ARISE President Jim LaValley said Paterson's comments on stimulating the upstate economy were encouraging.
"In order to accomplish that, special interest groups must remove themselves from interfering with the regulatory review processes," LaValley said in a release.
It's no secret that ARISE supports development here in the North Country. Most notably, the group has backed the proposed Adirondack Club and Resort project, which aims to develop the land on and around Mt. Morris and the Big Tupper Ski Area into a year-round Adirondack getaway.
At last week's meeting, LaValley continued to stress that the ACR project would be good for the local economy. He also noted that the project meets the density guidelines put forth by the Adirondack Park Agency.
"The Adirondack Club is the perfect fit, at the perfect time," LaValley said. "It will provide much needed work to area residents, provide a much larger tax base, stabilize existing businesses, create new businesses, while enhancing the existing natural resources in the area."
LaValley says ACR investors are "fast-tracking their effort to get the final pieces of information to the APA."
"Which is encouraging news during such challenging times," he added.
Environmental groups have countered that the proposed resort would represent a gross over-development of the lands surrounding Mt. Morris and have even challenged the project's economic impact.
But LaValley counters that those same environmental groups are over-stepping their grounds and unduly influencing the APA.
"ARISE encourages those groups and individuals who are opposed to the ACR project, to stop hiding behind false reasons, and allow the Adirondack Park Agency to do its proper review, in a timely manner," he said.
Jim Ellis is on the ARISE Board of Directors. He says the town of Tupper Lake has been planning for the ACR project since 1990.
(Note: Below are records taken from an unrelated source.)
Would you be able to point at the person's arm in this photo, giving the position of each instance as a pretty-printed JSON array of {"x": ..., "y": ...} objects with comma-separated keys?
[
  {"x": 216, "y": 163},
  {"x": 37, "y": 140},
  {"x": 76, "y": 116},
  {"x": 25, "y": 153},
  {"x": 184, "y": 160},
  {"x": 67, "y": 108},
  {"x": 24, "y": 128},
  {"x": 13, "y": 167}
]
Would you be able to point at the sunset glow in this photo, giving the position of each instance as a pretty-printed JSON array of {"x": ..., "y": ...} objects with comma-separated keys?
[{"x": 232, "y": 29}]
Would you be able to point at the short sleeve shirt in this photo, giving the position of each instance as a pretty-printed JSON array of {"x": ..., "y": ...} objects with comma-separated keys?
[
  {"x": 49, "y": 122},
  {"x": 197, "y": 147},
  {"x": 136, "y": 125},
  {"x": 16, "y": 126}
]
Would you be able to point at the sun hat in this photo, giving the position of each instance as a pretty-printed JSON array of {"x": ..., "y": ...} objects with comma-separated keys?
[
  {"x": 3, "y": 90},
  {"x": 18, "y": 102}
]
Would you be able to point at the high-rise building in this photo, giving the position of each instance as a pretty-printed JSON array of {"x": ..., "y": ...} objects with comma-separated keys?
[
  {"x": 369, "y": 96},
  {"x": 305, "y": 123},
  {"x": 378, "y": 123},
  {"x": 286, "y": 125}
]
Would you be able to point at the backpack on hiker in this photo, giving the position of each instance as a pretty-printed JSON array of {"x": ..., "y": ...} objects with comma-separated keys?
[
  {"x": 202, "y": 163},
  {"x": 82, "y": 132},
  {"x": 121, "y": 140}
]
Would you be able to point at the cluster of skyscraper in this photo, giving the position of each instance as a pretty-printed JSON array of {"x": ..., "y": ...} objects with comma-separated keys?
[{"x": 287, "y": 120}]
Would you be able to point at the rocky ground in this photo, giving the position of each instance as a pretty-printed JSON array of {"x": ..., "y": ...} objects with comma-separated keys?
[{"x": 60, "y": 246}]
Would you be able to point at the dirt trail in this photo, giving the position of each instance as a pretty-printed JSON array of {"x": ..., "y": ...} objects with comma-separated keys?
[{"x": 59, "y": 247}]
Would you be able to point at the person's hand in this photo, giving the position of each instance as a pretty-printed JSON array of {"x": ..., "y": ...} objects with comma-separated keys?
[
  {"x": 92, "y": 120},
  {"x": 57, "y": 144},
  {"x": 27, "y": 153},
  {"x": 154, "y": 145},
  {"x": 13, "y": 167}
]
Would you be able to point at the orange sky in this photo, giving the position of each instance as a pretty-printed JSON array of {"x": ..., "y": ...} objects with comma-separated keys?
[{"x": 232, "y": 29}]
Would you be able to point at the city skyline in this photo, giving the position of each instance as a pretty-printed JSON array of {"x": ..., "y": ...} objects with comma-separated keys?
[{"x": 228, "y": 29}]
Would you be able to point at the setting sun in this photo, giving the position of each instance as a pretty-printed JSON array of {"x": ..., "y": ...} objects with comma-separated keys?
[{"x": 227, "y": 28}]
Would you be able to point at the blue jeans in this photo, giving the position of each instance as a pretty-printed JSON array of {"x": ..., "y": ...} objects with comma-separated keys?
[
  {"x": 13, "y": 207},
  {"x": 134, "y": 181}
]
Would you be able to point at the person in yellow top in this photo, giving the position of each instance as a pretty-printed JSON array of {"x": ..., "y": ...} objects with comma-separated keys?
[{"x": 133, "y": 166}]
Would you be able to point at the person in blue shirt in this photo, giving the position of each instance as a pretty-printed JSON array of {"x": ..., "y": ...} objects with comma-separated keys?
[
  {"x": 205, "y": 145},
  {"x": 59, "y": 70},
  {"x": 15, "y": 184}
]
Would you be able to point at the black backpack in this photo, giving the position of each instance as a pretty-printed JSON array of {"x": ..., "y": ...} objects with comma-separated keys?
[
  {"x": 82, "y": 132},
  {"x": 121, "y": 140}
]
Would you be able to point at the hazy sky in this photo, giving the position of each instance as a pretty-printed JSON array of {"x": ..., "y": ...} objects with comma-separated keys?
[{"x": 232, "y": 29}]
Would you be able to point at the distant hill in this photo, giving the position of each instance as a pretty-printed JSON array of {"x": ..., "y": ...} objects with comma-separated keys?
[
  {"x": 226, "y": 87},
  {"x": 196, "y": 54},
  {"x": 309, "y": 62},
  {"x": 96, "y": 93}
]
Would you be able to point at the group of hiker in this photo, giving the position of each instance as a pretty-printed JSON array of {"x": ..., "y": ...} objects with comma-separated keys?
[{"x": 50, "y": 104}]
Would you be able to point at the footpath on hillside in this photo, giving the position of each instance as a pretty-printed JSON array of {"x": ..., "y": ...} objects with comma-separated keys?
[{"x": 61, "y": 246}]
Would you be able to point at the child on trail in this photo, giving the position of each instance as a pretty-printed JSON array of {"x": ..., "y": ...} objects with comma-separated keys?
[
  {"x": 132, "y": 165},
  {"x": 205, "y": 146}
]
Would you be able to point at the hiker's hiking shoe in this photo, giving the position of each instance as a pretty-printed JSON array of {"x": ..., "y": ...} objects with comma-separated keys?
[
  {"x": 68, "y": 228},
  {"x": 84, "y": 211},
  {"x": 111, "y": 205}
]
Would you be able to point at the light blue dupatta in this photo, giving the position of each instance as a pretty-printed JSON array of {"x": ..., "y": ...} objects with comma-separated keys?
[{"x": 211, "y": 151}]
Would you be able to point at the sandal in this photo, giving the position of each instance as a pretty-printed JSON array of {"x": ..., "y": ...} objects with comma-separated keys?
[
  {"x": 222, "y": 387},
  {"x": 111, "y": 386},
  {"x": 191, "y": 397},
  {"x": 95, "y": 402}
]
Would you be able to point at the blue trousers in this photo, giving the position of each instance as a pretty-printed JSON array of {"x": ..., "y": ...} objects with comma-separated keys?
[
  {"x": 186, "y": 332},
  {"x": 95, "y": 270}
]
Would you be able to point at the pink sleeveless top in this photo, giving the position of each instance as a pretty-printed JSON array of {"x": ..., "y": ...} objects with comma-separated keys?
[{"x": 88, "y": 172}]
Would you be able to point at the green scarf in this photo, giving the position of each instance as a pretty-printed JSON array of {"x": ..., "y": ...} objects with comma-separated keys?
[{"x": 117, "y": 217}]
"In that year the town adopted the Tupper Lake Land Use Plan during my service as Planning Board Chairman," he said. "The planning board spent two years working to 'collapse' building density from back country areas to places within the town that could be serviced by existing water, sewer and electric lines."
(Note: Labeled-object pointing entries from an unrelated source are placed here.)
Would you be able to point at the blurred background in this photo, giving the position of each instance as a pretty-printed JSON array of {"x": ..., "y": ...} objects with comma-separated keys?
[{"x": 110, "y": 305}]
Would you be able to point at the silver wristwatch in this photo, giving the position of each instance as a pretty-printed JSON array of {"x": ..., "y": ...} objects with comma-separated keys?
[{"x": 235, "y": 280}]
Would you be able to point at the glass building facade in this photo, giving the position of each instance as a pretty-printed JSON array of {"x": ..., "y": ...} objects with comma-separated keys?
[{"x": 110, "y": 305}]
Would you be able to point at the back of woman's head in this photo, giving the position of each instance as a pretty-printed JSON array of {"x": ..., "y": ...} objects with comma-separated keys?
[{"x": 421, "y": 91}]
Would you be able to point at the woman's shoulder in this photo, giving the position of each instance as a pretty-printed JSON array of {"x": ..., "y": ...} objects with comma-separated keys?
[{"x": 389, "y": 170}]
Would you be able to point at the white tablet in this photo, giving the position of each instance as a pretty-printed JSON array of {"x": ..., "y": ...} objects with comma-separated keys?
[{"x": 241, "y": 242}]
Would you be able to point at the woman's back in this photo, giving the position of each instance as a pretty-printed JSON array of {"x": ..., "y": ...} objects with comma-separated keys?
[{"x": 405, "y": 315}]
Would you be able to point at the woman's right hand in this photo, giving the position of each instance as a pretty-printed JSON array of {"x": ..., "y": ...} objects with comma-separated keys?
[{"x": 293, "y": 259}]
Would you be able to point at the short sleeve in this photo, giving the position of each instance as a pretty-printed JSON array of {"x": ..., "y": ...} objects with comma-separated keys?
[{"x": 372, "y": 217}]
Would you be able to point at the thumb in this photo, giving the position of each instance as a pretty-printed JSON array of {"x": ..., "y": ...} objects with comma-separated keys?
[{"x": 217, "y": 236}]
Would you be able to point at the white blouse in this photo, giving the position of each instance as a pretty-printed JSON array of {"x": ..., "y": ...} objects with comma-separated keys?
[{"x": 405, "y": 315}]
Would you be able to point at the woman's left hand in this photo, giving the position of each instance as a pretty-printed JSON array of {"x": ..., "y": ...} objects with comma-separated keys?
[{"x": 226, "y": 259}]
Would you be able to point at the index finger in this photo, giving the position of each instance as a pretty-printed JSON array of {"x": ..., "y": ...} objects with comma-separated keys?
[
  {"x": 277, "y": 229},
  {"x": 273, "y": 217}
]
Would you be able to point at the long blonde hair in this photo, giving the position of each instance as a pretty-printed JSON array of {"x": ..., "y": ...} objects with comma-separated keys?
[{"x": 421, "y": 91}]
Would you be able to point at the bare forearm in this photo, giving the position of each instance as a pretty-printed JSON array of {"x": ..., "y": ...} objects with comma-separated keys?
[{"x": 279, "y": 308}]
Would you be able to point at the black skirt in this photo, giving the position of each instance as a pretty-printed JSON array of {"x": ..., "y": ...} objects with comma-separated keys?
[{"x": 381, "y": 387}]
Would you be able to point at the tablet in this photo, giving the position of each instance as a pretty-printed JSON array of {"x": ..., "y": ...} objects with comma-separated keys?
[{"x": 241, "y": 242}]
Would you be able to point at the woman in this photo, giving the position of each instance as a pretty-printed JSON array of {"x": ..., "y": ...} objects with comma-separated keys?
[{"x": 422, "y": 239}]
Ellis notes the location of the planned resort was originally selected as a "high priority development zone."
"We did our due diligence in 1989 and 1990 and have been awaiting the time when such bold, pioneering planning efforts could bear real economic fruit," he said.
Ellis says environmental groups need to understand the importance of creating jobs in the Tupper Lake community.
"The general membership and directors of these groups need to understand how they are hurting the people of Tupper Lake and how difficult it must be for them to look into the eyes of the local business owners and residents," he said.